NF-κB activation pathways. Schematic view of the canonical (left) and non-canonical (right) NF-κB activation pathways. The canonical pathway is activated by activated TNF receptor via the IKK signalsome, composed of the catalytic kinases IKKα and -β, and the regulatory subunit IKKγ. Activated IKK is responsible for NF-κB translocation by proteolysis of the IκBα inhibitor. NF-κB activation is mediated by the PKAc phosphorylating Ser residue 276 of the RelA subunit. In contrast, Ang II activates the canonical pathway by inducing the Carma3·Bcl10·MALT1 complex, known as the ‘CBM signalsome’ upstream of IKK. Activated IKK liberates NF-κB for translocation. NF-κB activation is mediated by the RhoA-NIK signalling pathway converging on phosphorylation of RelA on Ser residue 536. The non-canonical pathway is controlled by the IKK complex composed of IKKα and NIK. Activated IKKα·NIK phosphorylates the COOH terminus of 100 kDa precursor of NF-κB2 DNA-binding subunit. Liberated NF-κB2 associates with RelA (forming the cross-talk pathway), and RelB, with the latter complex activating CCL19 and other unique genes.
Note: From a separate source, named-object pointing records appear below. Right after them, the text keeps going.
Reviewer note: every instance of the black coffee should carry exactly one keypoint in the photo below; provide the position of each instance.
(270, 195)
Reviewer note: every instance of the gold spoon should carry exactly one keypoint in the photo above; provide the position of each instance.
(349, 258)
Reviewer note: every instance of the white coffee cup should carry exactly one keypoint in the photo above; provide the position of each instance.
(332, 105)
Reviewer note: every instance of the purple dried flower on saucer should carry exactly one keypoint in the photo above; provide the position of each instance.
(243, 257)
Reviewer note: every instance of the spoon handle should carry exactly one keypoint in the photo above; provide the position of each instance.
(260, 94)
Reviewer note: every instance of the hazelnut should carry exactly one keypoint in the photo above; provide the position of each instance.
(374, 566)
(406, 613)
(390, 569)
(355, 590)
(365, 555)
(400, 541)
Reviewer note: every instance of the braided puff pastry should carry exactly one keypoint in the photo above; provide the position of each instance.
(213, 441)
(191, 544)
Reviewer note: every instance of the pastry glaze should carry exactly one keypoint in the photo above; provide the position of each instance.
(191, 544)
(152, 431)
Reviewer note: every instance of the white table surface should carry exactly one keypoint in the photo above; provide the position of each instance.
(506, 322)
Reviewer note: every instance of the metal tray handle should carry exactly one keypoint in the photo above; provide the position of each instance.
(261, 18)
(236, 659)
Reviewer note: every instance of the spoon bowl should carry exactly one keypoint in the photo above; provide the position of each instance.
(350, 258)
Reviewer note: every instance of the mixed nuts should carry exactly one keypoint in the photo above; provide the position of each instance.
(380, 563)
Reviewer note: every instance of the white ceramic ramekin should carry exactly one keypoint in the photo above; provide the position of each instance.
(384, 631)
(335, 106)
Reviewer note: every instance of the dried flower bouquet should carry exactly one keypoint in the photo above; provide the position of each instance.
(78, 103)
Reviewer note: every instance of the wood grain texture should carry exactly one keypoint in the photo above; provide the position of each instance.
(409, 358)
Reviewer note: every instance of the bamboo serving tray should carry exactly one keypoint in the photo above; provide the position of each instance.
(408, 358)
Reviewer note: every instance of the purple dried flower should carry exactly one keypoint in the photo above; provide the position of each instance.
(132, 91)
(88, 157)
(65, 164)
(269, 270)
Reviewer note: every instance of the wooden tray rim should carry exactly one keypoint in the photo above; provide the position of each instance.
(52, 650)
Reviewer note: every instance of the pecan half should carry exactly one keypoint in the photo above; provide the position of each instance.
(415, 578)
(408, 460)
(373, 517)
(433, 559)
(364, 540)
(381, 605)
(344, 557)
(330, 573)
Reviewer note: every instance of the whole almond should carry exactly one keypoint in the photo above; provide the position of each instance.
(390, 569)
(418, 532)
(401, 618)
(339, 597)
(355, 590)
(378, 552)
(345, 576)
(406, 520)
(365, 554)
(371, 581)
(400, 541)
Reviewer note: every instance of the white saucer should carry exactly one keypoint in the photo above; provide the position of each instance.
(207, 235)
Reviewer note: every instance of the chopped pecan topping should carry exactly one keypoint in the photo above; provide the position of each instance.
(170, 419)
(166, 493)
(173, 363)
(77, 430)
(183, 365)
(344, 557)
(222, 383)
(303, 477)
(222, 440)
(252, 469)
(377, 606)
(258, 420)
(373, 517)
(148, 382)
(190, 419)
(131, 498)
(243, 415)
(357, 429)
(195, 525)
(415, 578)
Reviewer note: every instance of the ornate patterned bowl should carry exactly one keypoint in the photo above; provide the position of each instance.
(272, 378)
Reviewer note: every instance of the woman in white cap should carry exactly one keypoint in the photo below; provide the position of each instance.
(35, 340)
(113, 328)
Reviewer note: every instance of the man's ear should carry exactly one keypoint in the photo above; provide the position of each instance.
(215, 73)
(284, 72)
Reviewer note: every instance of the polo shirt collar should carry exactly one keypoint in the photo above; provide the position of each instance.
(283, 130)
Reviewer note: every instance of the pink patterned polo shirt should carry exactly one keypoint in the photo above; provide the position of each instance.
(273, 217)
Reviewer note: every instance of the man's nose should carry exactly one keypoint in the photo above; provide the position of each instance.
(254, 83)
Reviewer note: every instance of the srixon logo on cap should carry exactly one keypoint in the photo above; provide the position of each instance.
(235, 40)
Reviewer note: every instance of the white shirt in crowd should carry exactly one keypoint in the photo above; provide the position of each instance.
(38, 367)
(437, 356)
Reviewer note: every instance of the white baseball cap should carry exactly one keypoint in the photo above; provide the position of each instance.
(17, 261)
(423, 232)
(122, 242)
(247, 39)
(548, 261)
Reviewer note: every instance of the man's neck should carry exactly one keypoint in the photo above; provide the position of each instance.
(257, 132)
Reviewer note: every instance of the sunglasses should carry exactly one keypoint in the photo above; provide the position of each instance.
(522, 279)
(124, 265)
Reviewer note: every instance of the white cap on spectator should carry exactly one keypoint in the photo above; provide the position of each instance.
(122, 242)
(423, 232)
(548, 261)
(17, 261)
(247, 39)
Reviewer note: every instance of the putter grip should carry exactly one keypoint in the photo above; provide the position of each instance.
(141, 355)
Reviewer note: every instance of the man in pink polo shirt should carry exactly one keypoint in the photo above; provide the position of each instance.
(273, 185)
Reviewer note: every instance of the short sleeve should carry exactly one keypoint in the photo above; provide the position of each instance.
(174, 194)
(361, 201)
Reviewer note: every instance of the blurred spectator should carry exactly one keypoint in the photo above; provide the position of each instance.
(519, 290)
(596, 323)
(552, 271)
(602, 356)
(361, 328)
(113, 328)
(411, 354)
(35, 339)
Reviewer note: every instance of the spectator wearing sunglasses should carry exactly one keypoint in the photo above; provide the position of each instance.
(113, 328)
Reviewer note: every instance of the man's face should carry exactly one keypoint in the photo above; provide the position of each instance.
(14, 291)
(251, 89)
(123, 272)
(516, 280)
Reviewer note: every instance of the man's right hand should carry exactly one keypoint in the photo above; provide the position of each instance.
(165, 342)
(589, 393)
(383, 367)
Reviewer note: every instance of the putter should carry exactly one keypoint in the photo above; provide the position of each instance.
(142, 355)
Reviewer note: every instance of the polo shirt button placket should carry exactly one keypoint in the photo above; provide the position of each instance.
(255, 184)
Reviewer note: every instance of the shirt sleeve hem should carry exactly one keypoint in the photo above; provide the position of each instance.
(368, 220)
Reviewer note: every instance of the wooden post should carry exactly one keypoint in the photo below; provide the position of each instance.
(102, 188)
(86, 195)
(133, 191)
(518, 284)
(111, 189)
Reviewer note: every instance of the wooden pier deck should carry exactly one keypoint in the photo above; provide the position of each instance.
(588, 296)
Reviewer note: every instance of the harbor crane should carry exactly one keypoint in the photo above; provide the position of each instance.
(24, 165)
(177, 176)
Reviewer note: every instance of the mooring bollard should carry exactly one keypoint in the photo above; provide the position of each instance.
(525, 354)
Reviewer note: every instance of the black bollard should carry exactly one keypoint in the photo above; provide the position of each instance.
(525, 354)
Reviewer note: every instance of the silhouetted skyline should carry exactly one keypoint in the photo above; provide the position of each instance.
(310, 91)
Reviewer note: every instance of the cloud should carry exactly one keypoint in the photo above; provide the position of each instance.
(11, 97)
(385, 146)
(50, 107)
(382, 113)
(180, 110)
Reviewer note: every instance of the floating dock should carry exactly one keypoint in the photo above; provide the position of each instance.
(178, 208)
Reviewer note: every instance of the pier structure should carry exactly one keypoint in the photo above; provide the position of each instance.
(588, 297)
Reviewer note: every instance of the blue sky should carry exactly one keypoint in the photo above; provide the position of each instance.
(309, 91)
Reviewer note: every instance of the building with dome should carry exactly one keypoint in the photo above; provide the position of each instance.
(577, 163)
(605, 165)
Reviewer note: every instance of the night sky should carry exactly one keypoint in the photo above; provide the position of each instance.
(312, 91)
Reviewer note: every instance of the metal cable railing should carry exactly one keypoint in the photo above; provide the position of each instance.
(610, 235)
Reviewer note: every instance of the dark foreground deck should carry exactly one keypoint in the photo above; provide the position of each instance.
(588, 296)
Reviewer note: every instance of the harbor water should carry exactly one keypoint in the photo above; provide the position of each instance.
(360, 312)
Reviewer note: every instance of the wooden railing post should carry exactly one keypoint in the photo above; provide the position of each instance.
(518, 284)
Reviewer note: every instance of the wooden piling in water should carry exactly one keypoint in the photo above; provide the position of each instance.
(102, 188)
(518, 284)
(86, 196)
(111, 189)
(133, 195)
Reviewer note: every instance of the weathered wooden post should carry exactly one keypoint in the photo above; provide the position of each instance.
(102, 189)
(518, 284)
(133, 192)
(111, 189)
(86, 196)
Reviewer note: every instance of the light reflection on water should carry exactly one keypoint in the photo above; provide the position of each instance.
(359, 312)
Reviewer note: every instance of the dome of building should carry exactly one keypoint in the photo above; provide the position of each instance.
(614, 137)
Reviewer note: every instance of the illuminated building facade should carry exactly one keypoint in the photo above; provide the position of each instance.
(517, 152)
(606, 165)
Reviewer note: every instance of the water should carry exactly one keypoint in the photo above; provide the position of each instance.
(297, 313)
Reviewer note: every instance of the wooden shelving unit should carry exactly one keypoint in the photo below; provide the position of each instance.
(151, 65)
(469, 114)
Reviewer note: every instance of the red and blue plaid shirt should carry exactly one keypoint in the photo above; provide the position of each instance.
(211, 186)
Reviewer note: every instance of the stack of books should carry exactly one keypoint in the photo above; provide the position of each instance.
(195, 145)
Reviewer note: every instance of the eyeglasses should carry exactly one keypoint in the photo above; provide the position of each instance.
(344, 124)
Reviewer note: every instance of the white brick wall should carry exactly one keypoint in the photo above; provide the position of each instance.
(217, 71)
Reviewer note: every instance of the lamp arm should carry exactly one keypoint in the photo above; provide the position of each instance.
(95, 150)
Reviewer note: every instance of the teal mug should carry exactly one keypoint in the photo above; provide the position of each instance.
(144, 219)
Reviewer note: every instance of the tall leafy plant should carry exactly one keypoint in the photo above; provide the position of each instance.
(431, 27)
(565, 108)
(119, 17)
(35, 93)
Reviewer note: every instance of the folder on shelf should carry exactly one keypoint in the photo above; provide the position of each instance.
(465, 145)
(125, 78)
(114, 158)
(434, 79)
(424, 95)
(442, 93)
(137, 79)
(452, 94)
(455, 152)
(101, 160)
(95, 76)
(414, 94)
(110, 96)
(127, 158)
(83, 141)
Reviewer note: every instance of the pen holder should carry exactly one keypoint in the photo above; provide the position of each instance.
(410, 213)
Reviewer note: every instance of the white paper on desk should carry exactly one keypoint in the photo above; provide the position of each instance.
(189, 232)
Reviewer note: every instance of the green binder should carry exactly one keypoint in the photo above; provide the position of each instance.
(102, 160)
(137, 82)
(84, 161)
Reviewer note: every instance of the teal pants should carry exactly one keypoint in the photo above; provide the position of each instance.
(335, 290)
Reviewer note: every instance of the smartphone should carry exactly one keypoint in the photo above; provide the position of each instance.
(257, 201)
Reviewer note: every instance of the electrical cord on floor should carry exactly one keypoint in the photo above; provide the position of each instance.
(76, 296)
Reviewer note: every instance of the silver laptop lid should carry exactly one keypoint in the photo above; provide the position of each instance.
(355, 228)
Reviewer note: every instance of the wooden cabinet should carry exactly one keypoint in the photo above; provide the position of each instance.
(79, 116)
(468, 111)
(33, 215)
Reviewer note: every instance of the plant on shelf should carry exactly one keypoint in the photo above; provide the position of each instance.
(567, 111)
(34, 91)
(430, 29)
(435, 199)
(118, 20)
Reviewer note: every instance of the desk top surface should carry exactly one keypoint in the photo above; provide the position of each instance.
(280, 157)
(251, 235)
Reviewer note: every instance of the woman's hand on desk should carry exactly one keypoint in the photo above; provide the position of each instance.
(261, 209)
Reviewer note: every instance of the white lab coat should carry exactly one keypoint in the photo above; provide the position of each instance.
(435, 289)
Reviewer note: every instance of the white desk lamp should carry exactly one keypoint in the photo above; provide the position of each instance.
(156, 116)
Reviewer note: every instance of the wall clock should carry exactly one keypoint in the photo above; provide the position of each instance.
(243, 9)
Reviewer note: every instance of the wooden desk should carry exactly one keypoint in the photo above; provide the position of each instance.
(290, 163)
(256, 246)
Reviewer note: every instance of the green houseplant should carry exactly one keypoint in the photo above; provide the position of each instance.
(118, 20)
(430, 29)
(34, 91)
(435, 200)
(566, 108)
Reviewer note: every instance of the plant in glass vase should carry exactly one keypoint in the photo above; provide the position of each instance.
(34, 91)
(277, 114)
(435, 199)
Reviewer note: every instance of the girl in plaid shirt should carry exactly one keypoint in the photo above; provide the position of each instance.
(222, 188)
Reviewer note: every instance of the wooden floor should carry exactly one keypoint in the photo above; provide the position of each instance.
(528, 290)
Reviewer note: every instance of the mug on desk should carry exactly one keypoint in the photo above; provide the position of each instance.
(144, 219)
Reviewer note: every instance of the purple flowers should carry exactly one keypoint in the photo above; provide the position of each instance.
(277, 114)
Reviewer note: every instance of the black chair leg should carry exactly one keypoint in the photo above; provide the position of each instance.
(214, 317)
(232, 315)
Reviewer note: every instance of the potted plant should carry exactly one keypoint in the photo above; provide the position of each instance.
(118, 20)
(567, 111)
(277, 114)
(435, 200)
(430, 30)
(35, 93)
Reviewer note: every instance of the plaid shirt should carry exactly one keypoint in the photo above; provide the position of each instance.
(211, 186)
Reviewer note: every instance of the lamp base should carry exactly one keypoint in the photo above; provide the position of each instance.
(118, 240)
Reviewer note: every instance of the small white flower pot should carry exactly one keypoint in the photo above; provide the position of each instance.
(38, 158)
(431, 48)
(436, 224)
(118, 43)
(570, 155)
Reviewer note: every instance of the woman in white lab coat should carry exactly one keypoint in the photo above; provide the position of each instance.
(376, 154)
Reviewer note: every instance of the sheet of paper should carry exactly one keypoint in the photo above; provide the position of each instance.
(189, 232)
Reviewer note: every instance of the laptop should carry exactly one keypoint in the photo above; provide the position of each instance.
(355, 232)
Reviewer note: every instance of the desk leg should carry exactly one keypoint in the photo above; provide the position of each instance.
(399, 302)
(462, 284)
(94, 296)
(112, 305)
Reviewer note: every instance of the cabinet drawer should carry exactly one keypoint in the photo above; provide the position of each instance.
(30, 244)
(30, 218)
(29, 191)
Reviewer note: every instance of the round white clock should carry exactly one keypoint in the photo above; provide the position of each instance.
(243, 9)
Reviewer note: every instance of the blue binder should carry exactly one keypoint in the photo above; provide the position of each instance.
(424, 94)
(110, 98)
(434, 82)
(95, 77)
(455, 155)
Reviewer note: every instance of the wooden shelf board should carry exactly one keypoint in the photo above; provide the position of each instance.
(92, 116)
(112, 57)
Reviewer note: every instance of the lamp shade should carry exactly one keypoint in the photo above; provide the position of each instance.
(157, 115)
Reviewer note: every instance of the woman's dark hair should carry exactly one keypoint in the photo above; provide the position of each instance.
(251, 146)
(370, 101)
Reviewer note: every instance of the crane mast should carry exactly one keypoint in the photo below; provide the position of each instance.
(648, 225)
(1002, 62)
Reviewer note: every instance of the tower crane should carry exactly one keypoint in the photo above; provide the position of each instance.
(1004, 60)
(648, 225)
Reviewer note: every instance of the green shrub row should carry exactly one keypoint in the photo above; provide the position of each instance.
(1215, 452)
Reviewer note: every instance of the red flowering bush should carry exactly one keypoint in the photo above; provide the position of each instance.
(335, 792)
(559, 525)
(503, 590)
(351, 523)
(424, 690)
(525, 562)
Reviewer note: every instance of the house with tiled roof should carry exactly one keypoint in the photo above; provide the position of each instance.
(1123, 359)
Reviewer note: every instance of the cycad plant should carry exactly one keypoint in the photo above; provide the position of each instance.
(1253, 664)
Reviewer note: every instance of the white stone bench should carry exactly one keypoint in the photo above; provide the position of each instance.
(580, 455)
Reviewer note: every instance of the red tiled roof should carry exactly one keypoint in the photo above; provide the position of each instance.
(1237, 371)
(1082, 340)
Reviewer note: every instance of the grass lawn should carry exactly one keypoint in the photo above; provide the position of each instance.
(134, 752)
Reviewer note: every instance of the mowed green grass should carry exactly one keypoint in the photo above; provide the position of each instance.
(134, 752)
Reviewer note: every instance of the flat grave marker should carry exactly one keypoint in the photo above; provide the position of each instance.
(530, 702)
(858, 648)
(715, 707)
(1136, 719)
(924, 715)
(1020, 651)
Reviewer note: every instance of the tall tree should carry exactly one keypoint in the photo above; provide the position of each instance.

IKK, IκB kinase; TNF, tumour necrosis factor; NIK, NF-κB-inducing kinase; PKAc, catalytic subunit of protein kinase A; Pol II, RNA polymerase II.

Figure 2

Overview of NF-κB–IL-6 in the major regulated steps in vascular inflammation. A variety of pro-inflammatory agonists activate resident VSMCs, fibroblasts, and endothelial cells via the NF-κB transcription factor, including TNF, local and systemic Ang II production, and CD40 ligands, sCD40 and CD145, advanced glycation end-products, and oxidized LDL. Downstream, activated NF-κB coordinates the expression of monocyte adhesion proteins, including VCAM-1 and ICAM-1. Circulating monocytes enter the vessel wall either from ‘inside-out’ via endothelial cell interaction, or from ‘outside-in’ via the adventitial vaso vasorum. Monocyte chemotaxis is controlled by NF-κB-inducing expression of MCP-1, GM-CSF, and other chemokines. Monocyte activation is controlled by local IL-6 production. IL-6 acts through trans-signalling and trans-membrane signalling result in monocyte activation (MMP expression) and ROS resistance. Enhanced monocytic interaction with adventitial fibroblasts produce an amplification loop, enhancing MCP-1 and IL-6 production. Activated monocyte/macrophages oxidize cholesterol, release ROS, and matrix metalloproteinases to produce ECM remodelling that contribute to vascular pathology.